Monday, June 12, 2017

Travel Tyro: Newport in Late Spring


On a dreary, damp Saturday morning in early May, a few hundred graduating college students shuffled into tour buses for a "Senior Week" adventure to one of New England's most iconic seaside cities. A short 1.5 hour drive from Boston, Newport was the summer watering hole of choice for wealthy New Yorkers in the mid-ninteenth century. As one of thirty-eight of the state's islands, Newport's prime location on the Narragansett Bay and Rhode Island Sound offered both a breezy escape from the stifling summer heat and an opportunity for America's royalty like the Vanderbilts to show off their wealth in the form of opulent summer "cottages" that could rival even a castle from British aristocrats across the pond. 

Today, Newport is still a summer destination of choice for many New Englanders and tourists alike, especially those with an affinity for nautical lifestyle and culture. While I have visited a few times before, there is always something new to see and do in any season (or weather). This trip, I spent the morning touring the Newport Vineyards for a fun wine tasting and later broke away from my peers and spent the afternoon completing the 3.5 mile Cliff Walk with a friend. Although the Gilded Age mansions along Bellevue Avenue are a definite must-see (the Breakers is like the American cousin of Downton Abbey's Highclere Castle and particularly beautiful during the Christmas season while the Rosecliff is famously known as the party location used in the original Great Gatsby film) the Cliff Walk is a trail that loops along the shoreline offering prime views of the ocean and backyard glimpses into the estates. 

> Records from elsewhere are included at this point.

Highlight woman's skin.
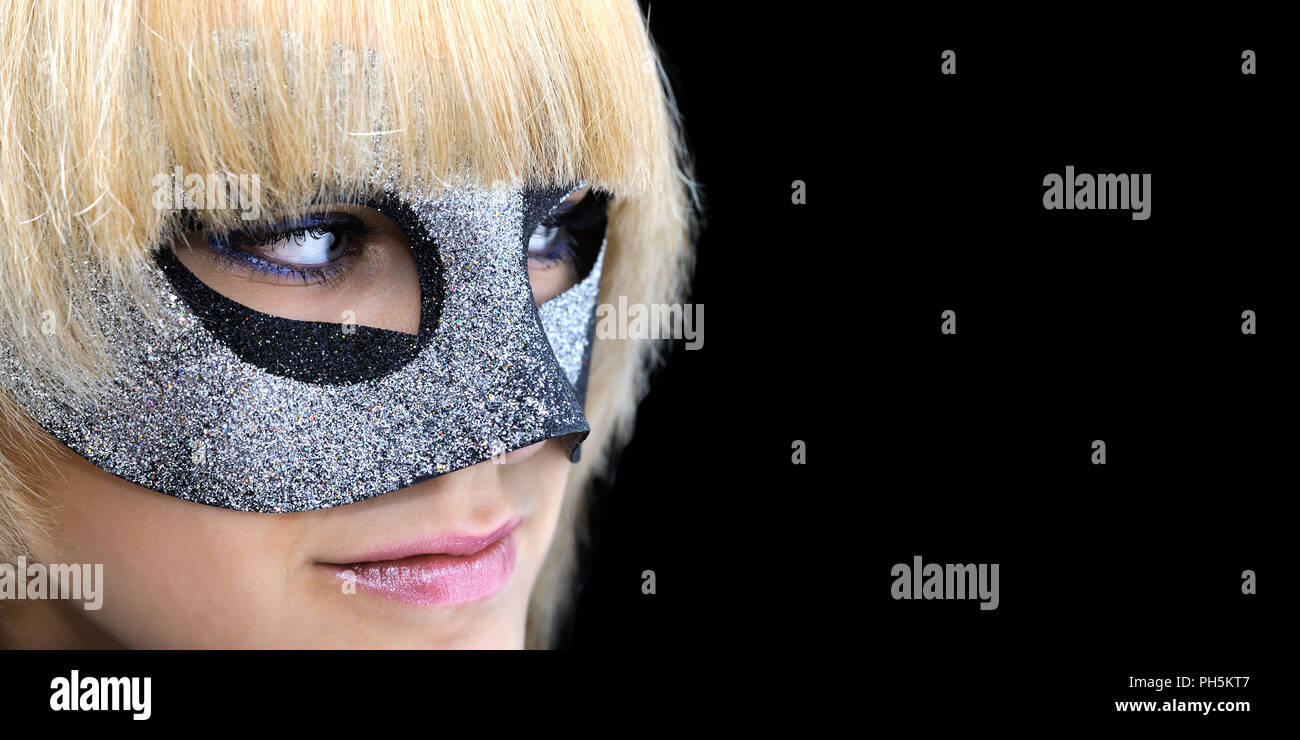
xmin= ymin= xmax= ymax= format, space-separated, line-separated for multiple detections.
xmin=0 ymin=189 xmax=593 ymax=649
xmin=2 ymin=435 xmax=571 ymax=648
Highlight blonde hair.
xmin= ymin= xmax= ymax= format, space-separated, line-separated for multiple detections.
xmin=0 ymin=0 xmax=694 ymax=648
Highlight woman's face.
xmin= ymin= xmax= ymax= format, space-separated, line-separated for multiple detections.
xmin=27 ymin=433 xmax=570 ymax=648
xmin=7 ymin=187 xmax=599 ymax=648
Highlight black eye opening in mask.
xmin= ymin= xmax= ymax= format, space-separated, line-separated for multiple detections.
xmin=157 ymin=186 xmax=590 ymax=387
xmin=158 ymin=193 xmax=439 ymax=385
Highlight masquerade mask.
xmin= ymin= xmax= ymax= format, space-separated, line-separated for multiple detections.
xmin=0 ymin=184 xmax=606 ymax=513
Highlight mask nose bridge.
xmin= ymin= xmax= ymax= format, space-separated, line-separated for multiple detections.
xmin=405 ymin=185 xmax=592 ymax=469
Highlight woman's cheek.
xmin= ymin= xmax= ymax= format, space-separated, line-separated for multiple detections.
xmin=40 ymin=455 xmax=298 ymax=647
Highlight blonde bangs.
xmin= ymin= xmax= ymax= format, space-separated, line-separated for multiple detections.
xmin=1 ymin=0 xmax=686 ymax=351
xmin=139 ymin=0 xmax=672 ymax=202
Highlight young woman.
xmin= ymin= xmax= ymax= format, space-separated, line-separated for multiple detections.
xmin=0 ymin=0 xmax=693 ymax=648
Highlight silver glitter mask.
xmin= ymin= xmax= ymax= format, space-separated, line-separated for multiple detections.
xmin=0 ymin=185 xmax=605 ymax=512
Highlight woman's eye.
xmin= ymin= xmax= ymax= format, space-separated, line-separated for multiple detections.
xmin=172 ymin=205 xmax=421 ymax=335
xmin=527 ymin=223 xmax=576 ymax=268
xmin=526 ymin=188 xmax=609 ymax=305
xmin=206 ymin=213 xmax=373 ymax=284
xmin=261 ymin=229 xmax=348 ymax=266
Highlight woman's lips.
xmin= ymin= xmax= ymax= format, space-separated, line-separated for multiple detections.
xmin=342 ymin=518 xmax=523 ymax=563
xmin=325 ymin=519 xmax=520 ymax=606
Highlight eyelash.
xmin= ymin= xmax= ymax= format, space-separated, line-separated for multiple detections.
xmin=201 ymin=195 xmax=605 ymax=283
xmin=529 ymin=193 xmax=607 ymax=268
xmin=528 ymin=226 xmax=578 ymax=268
xmin=207 ymin=214 xmax=377 ymax=285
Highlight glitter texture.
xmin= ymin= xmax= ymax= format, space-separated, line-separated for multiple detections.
xmin=0 ymin=186 xmax=601 ymax=513
xmin=539 ymin=241 xmax=604 ymax=389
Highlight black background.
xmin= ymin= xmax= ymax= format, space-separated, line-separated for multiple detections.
xmin=563 ymin=4 xmax=1289 ymax=728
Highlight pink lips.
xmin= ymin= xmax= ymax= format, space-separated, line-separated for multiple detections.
xmin=327 ymin=518 xmax=520 ymax=606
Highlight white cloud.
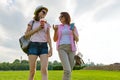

As a thick fog began to roll in and the clouds started to drizzle, we decided to end our trek along the cliffs with a cup of coffee at the cozy Coffee Grinder, an unsuspecting gem nestled in the docks at Bannister Wharf, followed by a quick stop to the International Tennis Hall of Fame. For those visiting for a longer period of time, the National Museum of American Illustration is also an imperative albeit lesser known destination in the city, offering beautiful works from iconic American illustrators like Norman Rockwell— all inside a Gilded Age estate built in a French chateau style that is any design enthusiast's dream. During good weather, a ride along Ocean Drive to watch the sunset along the beach is another must, accompanied of course by a pit stop at the Castle Hill Lighthouse.


























Until next time, Newport! 

When: Spring
What: Cliff Walk
See more things to do from my previous trips in summer & winter here.
Why: Newport is the an ideal hub for history, art, beach, and nautical 
Tyro Tip: The Cliff Walk includes actual spots where you're walking on rocky terrain. In the rain it is inevitably treacherous (I fell while wearing shoes with traction), so sensible footwear is recommended if you're keen on doing the whole trail!